Was definitely expecting this to be about curriculum learning :P

For the section on interpretability, I actually divide (modern-day, I'm less clear on the ambitious future) interpretability into several prongs, and am curious what you think:

1. Making sense of single neurons (if those single neurons are the outputs, this is about making sense of the outputs, but it's the same tools as focusing on intermediate layers). Like in Understanding RL Vision, or DeepDream, or Anthropic's attribution visualizations for attention heads. This can take many forms, from generative visualization, to finding stimuli in the dataset that activate a neuron, to attributing activation within an input image/string/vector, but the key point is that you start by picking a neuron and then ask "what does this mean?"
2. Circuit-level understanding. This might be more like item 1.5, but it's tricky enough to merit its own spot. Figure out entire algorithms used by the NN in human-comprehensible terms. Low-level visual features in CNNs are the best example of this, induction heads too (kinda).  Often this starts with interpreting some of the individual neurons involved and then trying to make sense of how they're used, but you can also use tools specifically aimed at finding circuits that might be naturally sparse.

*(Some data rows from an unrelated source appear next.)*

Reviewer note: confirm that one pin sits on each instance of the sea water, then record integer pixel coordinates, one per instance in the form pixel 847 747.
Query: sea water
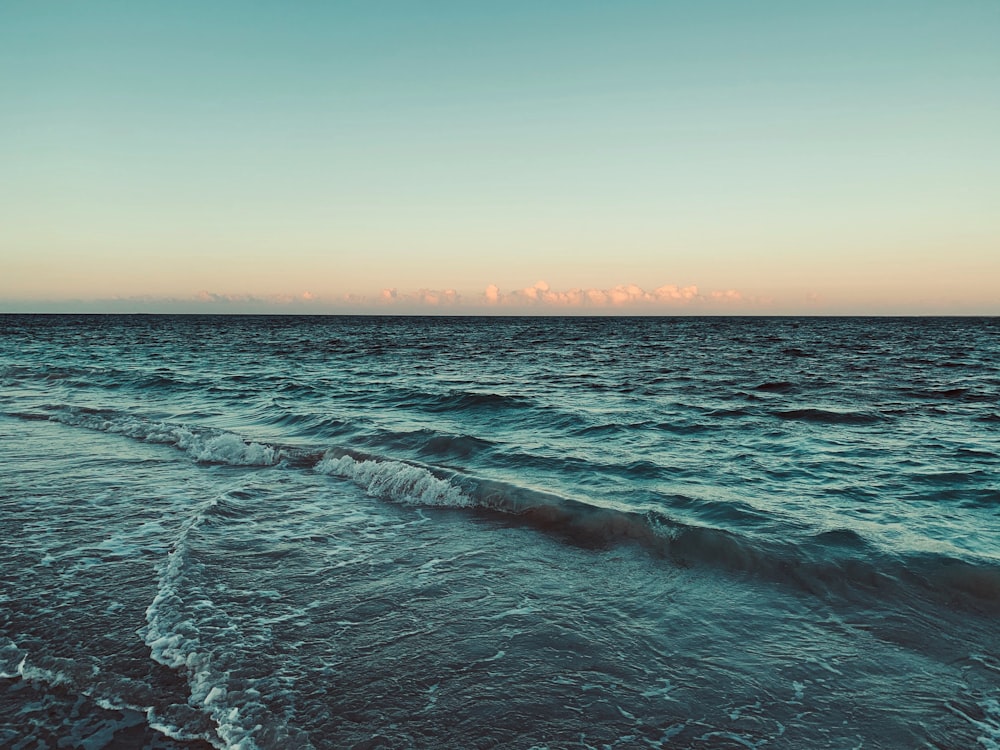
pixel 363 532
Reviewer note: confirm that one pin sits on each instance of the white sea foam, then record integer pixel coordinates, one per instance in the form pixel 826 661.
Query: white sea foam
pixel 205 446
pixel 397 481
pixel 175 640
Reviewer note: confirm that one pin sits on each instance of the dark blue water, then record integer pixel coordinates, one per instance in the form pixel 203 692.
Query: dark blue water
pixel 337 532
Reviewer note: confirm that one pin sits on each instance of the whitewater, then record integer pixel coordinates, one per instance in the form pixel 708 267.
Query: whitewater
pixel 434 532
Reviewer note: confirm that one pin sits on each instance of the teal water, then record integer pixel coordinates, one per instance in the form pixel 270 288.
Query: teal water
pixel 517 532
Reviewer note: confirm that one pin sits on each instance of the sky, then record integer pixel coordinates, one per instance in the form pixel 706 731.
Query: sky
pixel 389 156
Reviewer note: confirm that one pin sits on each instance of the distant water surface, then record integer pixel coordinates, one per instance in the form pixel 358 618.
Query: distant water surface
pixel 357 532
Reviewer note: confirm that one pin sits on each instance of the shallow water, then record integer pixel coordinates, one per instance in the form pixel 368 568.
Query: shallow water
pixel 520 532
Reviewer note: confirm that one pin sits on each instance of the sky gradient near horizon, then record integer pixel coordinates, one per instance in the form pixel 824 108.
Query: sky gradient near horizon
pixel 658 157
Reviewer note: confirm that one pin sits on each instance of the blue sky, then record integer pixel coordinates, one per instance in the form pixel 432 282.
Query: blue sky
pixel 405 156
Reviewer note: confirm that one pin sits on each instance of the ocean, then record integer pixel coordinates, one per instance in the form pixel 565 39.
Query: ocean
pixel 446 532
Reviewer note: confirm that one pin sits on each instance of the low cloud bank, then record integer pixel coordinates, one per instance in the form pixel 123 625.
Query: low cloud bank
pixel 539 298
pixel 542 295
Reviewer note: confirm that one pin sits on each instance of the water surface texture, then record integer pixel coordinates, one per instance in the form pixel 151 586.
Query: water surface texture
pixel 340 532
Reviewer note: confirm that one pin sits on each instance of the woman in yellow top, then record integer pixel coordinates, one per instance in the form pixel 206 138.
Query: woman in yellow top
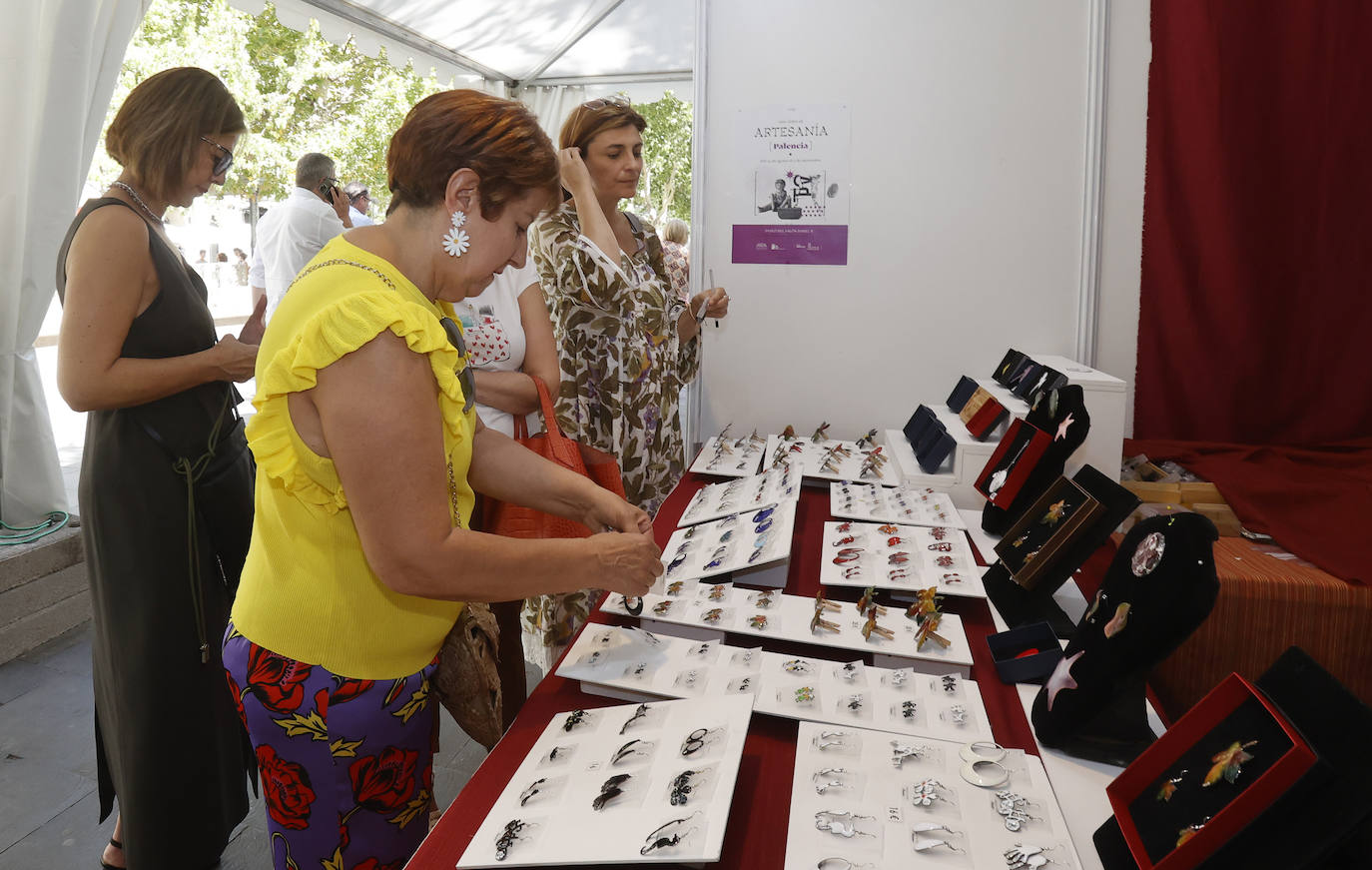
pixel 367 454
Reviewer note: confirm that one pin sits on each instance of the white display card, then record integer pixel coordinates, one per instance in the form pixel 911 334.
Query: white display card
pixel 744 494
pixel 721 606
pixel 737 542
pixel 641 664
pixel 899 557
pixel 730 457
pixel 628 762
pixel 910 505
pixel 832 459
pixel 866 797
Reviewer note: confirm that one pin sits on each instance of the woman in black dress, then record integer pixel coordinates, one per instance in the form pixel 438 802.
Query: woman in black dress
pixel 166 479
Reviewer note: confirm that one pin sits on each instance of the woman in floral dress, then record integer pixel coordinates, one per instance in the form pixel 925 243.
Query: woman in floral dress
pixel 626 342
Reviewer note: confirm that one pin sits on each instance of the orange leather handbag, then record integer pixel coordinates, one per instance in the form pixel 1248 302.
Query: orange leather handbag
pixel 502 517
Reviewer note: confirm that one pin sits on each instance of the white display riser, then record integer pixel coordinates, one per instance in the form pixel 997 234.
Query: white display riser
pixel 1103 396
pixel 957 477
pixel 616 674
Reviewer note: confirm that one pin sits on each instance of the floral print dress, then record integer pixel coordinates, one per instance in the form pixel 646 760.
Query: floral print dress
pixel 623 368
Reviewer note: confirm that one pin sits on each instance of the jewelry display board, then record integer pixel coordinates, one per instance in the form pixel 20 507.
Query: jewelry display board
pixel 635 663
pixel 744 494
pixel 634 784
pixel 863 797
pixel 901 557
pixel 722 606
pixel 877 503
pixel 730 457
pixel 832 459
pixel 737 542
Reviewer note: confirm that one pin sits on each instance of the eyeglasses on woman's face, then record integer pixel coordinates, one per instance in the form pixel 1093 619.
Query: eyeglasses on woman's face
pixel 224 160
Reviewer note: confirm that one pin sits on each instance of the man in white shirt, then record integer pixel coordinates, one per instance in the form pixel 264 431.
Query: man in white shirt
pixel 291 234
pixel 359 202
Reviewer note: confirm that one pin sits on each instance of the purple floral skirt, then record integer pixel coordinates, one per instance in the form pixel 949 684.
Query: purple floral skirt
pixel 345 764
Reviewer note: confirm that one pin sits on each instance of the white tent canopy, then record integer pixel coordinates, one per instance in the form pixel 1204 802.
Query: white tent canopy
pixel 516 43
pixel 61 59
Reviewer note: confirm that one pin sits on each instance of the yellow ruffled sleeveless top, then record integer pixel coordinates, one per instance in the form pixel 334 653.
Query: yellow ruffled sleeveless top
pixel 308 590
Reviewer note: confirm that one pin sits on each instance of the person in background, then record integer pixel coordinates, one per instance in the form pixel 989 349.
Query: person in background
pixel 166 479
pixel 294 231
pixel 626 342
pixel 369 455
pixel 359 201
pixel 241 267
pixel 677 256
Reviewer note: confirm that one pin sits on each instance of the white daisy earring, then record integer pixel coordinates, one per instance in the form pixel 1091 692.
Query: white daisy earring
pixel 457 242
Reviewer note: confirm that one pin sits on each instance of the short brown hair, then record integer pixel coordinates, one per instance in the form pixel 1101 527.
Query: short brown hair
pixel 157 132
pixel 594 117
pixel 499 140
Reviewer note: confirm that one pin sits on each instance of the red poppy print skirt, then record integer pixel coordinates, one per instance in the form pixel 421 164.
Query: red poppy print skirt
pixel 345 764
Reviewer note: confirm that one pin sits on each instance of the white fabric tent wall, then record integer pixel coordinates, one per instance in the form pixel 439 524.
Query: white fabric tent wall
pixel 59 61
pixel 553 105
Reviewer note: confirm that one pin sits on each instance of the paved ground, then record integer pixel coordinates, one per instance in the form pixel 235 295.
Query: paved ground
pixel 48 801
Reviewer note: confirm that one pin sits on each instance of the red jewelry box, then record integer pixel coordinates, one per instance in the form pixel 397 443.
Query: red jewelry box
pixel 1181 738
pixel 1020 451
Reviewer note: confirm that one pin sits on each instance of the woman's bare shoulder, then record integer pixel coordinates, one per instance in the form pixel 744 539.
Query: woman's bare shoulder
pixel 111 232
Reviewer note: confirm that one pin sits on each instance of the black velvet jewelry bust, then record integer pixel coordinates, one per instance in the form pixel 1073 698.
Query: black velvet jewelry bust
pixel 1060 414
pixel 1159 587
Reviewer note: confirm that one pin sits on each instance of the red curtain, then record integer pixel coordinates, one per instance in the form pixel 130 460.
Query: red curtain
pixel 1255 304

I think there's also unexplored room for tools that take a suspected circuit and visualize what difference it makes for higher-level activations in response to inputs.
3. Starting with a concept, and then trying to find its representation in the NN. This is done in Acquisition of Chess Knowledge in AlphaZero, and the ROME paper. If you know that a chess agent is going to learn to detect when it's in check, you can do things like training a simple classifier from the state of the NN to whether or not it's in check, and then doing attribution on the simple classifier to see how it's representing being in check, and how "reliably" it "knows" that.